(Article is below...)

Biography of Rudyard Kipling

Rudyard Kipling

Rudyard Kipling was born on December 30, 1865 in Bombay, India. Kipling's father was John Lockwood Kipling, who was a teacher at the local Jeejeebhoy School of Art, and his mother was Alice Macdonald. Rudyard is said to be named after Rudyard Lake in Staffordshire, England, which gave him his name.

As an infant, Kipling was sent to England to be cared for by Mrs. Holloway. Holloway's treatment of young Kipling was the influence of much of his writings later in life, particularly his sympathy shown for children.

Between the ages of six and twelve Kipling spent much of his time with his sister at their maternal aunt's, who was married to the artist Edward Burne-Jones, home while their parents stayed in India.

After spending time at a boarding school, Kipling went back to India in 1881. There, he began working as a newspaper editor and started his professional literature career with his first publication of poetry in 1883.

In the mid-1880s, Kipling began traveling extensively as a correspondent to Allahabad Pioneer.
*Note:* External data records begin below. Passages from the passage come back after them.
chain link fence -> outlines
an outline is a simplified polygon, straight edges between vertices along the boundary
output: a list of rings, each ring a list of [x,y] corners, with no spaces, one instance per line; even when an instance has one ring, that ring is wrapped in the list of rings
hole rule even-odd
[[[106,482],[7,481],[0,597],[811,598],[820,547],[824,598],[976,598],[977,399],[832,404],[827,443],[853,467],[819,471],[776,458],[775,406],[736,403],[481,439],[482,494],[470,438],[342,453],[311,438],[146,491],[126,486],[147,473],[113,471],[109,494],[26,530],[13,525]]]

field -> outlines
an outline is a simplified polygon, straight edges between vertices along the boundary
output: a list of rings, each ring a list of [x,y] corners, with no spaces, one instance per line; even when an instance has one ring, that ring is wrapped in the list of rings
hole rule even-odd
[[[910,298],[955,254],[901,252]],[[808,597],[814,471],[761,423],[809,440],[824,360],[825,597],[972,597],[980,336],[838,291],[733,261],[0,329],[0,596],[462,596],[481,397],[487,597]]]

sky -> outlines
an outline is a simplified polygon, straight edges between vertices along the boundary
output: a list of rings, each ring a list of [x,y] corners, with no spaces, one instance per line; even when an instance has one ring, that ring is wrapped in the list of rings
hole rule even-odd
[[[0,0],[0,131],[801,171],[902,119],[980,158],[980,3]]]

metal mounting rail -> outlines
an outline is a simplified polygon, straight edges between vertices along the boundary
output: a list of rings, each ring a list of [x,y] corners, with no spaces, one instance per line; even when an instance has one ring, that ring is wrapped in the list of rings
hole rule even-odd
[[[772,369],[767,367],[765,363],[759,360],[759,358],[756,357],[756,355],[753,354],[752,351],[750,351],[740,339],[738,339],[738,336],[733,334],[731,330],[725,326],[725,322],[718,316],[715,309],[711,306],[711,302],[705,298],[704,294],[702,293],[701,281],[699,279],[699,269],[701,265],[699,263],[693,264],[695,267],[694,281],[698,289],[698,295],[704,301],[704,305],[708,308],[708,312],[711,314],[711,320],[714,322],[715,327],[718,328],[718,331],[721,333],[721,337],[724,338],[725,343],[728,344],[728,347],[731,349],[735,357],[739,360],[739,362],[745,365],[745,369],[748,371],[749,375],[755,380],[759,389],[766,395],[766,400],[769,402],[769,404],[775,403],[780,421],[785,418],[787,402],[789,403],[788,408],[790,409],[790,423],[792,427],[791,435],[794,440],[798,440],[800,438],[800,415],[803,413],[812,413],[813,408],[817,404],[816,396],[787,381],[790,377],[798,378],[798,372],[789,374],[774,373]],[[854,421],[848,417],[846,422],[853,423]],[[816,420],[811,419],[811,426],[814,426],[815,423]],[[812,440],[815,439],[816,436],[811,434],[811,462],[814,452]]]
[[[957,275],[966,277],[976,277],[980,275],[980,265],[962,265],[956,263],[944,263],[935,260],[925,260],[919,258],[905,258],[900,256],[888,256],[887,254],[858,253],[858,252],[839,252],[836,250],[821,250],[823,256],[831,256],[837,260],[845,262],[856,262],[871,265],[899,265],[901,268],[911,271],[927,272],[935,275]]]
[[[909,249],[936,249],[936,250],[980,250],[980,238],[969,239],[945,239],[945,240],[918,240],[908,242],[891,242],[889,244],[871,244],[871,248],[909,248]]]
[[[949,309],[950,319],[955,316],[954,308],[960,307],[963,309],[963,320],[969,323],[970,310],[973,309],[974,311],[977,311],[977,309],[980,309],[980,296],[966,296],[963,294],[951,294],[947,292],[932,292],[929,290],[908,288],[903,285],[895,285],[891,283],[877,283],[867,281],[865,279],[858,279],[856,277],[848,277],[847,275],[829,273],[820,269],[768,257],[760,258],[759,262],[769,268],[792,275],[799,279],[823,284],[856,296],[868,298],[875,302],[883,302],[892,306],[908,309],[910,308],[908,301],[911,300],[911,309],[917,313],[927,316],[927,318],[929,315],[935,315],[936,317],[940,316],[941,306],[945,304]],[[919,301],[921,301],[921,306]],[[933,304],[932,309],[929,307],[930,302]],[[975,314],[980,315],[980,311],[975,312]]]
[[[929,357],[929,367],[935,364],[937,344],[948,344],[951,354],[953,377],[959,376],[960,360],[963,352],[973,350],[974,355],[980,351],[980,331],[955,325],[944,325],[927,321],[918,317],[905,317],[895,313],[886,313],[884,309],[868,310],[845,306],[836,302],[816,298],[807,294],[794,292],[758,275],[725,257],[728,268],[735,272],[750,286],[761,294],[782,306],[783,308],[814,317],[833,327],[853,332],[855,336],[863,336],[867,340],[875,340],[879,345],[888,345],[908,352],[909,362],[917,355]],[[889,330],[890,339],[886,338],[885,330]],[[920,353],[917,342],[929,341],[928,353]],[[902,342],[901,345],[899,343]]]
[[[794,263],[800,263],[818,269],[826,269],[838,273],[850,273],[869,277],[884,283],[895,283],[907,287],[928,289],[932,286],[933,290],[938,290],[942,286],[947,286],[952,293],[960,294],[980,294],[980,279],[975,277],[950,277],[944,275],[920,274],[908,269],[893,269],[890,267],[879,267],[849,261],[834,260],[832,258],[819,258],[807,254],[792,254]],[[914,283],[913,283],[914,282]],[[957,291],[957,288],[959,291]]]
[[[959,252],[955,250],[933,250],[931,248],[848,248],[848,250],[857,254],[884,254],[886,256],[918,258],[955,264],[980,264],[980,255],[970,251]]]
His fiction sales began to climb as he published six short books of short stories, including The Man Who Would Be King, in 1888.

The following year Kipling began his journey back to London. On his way, he passed Burma, China, Japan, United States and the Atlantic Ocean. During this time his literary fame grew and became associated with the voice of the modern world. In 1990 he published his first novel, The Light that Failed. His most famous work of this period was The Ballad of East and West.

In 1892, Kipling married Caroline Balestier, who was the sister of an American writer who had been friend's with Kipling, but died of typhoid fever the previous years. As the couple were on their honeymoon, Kipling's bank failed. The two were forced to sell their tickets and return to Vermont where Kipling's in-laws lived. The couple lived in the United States for the following four years, until a quarrel with the Balestier in-laws. They then returned to England in 1897.

In the meantime, Kipling turned to children's writing, publishing his most memorable works The Jungle Book (1894) and The Second Jungle Book (1895). And after his return to England, he published Captains Courageous (1897).

Kipling began traveling to southern Africa for winter vacations almost annually. While in Africa, he befriended Cecil Rhodes and collected much of his material for his children's classics Just So Stories for Little Children. The work was published in 1902 and the following year his Kim was published.